# eagle plow install help!!!!!



## First Responder (Aug 16, 2012)

Just installed the eagle plow, opted for the manual lift....having issues.....keeping plow up..keeps wanting to drop....i cant figure out what i may have done wrong...please if anyone has any suggestions please give me a shout!! Tired of MF-ing this thing. Any help would be greatly appreciated. 586-567-0449


----------



## My07Brute (Feb 9, 2011)

First Responder;1541901 said:


> Just installed the eagle plow, opted for the manual lift....having issues.....keeping plow up..keeps wanting to drop....i cant figure out what i may have done wrong...please if anyone has any suggestions please give me a shout!! Tired of MF-ing this thing. Any help would be greatly appreciated. 586-567-0449


I am not familiar with the Manual lift version.
I highly recommend contacting the MFG directly if you have not done so already


----------



## 450foreman04 (Sep 23, 2010)

Call eagle. Their customer service is top notch. I needed a new spring to hold on the quick release lever and called to find the price. I didn't have my wallet with me so I couldn't give them my card number... They sent me a full set (2 bolts and springs) free... The next day.


----------



## livergsp (Aug 13, 2011)

*What he said...*



450foreman04;1543745 said:


> Call eagle. Their customer service is top notch. I needed a new spring to hold on the quick release lever and called to find the price. I didn't have my wallet with me so I couldn't give them my card number... They sent me a full set (2 bolts and springs) free... The next day.

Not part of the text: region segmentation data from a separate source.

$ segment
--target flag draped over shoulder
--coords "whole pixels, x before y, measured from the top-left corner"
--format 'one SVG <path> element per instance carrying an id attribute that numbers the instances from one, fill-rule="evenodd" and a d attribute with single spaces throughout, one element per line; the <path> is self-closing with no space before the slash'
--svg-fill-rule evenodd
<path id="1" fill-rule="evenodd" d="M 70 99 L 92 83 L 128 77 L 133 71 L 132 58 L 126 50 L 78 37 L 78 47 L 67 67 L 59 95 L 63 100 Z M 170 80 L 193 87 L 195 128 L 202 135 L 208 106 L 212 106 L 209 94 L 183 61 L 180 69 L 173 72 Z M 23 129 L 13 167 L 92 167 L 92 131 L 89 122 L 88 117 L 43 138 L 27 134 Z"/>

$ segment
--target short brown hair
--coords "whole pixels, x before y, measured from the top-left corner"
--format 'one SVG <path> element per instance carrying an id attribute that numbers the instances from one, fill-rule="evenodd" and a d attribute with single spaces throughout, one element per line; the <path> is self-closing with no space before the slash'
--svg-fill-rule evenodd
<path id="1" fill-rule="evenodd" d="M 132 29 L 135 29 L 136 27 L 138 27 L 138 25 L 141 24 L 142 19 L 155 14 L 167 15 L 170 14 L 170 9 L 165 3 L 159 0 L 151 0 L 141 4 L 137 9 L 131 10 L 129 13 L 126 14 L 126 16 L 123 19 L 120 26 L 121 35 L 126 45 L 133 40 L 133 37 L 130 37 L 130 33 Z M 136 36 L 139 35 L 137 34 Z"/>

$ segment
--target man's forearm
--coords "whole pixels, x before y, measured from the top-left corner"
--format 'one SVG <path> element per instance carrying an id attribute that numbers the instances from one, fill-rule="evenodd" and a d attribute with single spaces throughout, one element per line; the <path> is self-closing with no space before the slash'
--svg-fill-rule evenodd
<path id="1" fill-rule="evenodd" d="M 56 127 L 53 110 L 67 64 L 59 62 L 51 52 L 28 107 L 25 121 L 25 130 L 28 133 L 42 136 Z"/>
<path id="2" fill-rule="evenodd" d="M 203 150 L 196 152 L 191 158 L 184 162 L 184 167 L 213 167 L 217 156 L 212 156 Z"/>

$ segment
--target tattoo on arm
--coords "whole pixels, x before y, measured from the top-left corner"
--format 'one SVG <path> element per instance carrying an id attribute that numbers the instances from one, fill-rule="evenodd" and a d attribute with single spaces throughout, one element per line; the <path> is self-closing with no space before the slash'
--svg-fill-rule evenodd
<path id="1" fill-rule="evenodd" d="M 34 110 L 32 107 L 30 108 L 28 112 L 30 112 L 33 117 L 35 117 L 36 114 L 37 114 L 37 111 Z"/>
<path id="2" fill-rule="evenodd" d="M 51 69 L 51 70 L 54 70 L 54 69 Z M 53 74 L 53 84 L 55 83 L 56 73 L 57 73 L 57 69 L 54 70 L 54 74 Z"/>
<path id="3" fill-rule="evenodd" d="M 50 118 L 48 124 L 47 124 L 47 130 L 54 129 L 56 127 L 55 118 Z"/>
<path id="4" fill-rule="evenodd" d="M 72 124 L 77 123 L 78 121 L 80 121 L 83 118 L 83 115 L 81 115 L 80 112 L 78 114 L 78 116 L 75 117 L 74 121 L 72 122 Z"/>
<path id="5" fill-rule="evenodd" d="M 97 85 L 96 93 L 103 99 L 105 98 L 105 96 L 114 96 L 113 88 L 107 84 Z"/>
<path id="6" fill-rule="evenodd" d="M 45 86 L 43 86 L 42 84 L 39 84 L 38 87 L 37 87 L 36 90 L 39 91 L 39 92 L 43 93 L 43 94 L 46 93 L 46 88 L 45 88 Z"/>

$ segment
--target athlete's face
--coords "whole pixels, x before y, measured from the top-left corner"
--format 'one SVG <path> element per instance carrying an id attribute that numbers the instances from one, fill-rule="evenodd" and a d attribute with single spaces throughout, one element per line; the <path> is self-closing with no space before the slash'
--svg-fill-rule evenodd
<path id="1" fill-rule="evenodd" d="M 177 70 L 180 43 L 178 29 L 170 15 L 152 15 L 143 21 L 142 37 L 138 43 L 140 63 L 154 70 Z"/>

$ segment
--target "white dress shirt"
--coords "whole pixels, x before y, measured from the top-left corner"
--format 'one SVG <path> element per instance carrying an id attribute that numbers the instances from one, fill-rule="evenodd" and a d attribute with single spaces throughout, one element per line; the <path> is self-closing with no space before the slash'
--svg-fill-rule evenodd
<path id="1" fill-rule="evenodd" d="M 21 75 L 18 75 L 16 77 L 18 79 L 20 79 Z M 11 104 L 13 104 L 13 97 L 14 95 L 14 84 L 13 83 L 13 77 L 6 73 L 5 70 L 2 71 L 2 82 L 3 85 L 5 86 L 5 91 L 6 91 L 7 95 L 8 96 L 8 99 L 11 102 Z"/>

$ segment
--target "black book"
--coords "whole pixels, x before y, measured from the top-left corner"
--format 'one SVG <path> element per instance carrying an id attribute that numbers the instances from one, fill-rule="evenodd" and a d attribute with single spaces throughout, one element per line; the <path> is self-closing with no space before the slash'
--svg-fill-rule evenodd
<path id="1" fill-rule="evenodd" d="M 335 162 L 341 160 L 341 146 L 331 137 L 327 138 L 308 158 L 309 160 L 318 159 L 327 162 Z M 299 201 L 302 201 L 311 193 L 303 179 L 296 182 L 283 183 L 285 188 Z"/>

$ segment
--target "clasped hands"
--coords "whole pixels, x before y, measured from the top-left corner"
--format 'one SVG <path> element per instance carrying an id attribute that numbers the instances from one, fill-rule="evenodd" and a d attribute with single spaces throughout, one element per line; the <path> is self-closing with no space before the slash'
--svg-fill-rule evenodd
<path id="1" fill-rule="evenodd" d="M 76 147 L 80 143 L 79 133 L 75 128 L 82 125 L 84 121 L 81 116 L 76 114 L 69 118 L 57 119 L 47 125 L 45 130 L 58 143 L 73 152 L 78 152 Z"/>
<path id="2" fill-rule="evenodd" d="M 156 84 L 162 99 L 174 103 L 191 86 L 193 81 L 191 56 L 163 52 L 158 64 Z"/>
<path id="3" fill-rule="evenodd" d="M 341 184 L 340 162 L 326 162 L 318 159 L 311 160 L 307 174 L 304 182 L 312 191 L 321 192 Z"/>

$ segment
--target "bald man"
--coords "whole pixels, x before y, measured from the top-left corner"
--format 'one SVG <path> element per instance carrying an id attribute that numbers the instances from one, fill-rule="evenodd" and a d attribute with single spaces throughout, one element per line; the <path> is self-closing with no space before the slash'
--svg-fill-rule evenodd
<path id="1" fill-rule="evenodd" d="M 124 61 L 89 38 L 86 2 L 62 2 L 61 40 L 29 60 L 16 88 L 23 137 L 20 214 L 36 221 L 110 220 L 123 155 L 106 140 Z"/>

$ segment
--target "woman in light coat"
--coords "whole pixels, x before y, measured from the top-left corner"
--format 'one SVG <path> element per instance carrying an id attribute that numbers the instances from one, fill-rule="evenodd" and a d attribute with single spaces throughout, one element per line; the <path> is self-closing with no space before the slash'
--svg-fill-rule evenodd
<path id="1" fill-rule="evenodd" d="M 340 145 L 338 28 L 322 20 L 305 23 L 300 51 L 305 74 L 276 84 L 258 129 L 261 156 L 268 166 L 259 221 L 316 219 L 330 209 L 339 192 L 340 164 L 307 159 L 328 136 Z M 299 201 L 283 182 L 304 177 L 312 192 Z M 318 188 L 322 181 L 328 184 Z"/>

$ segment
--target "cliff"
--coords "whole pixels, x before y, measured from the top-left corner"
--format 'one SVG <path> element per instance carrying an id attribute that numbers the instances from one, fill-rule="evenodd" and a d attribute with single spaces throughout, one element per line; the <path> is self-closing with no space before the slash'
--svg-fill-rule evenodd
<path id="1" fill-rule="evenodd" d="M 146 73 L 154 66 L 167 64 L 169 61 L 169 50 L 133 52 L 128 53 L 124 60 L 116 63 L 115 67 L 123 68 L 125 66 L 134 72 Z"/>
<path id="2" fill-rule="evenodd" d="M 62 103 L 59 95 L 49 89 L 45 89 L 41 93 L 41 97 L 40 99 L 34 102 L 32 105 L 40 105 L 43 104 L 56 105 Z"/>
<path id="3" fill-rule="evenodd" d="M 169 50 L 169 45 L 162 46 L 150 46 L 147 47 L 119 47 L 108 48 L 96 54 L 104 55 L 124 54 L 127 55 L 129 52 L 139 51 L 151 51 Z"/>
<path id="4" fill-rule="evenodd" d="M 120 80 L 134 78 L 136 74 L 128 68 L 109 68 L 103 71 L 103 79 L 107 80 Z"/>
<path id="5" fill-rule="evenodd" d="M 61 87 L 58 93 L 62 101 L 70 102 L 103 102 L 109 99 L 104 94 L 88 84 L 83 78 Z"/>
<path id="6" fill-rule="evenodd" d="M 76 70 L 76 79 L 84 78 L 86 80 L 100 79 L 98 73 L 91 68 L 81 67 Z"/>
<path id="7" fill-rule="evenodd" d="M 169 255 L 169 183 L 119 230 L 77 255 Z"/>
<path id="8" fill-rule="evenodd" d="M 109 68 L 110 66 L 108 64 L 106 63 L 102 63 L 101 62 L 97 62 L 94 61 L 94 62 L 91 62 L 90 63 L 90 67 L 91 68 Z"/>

I do not have the manual lift either, but I was sent the wrong belly mount 2x's.
They made it right for me!!! A+++

Scott


----------



## ALC-GregH (Nov 26, 2008)

First Responder;1541901 said:


> Just installed the eagle plow, *opted for the manual lift....having issues....*.keeping plow up..keeps wanting to drop....i cant figure out what i may have done wrong...*please if anyone has any suggestions please give me a shout!!* Tired of MF-ing this thing. Any help would be greatly appreciated. 586-567-0449


BUY A WINCH FOR THE ATV AND USE IT TO LIFT THE BLADE. Hows that for shouting and suggesting something?  Other then that, call the manufacturer. You more then likely would have had your answer by now rather then waiting for someone UNlike me that has no real help other then telling you that you need to spend more money if you want things to work right rather then cheeping out on the manual crap.


----------



## First Responder (Aug 16, 2012)

I do have a winch that i do & can use.....but if i am out on a job i want to be able to use a manual lift incase my cable snaps


----------



## First Responder (Aug 16, 2012)

Thank you for all your help/suggestions.... i will call eagle and let ya know the outcome!!!


----------



## ALC-GregH (Nov 26, 2008)

First Responder;1551523 said:


> I do have a winch that i do & can use.....but if i am out on a job i want to be able to use a manual lift incase my cable snaps


Don't bother with a manual lift at all. If the cable breaks, fix it. Have everything with you so it can be done right then and there. Or you could take the cable off all together and install a strap with smooth fairlead like this one in the pic. I can assure you, your troubles will be over if you do. The strap is so strong I could easily bend the push tubes to the point it would destroy them. It took me 3 years of dealing with broken cables to find the right set up. I even tried light weight straps and they broke too. I'm 2 years in with this set up and it looks like it hasn't been used!


----------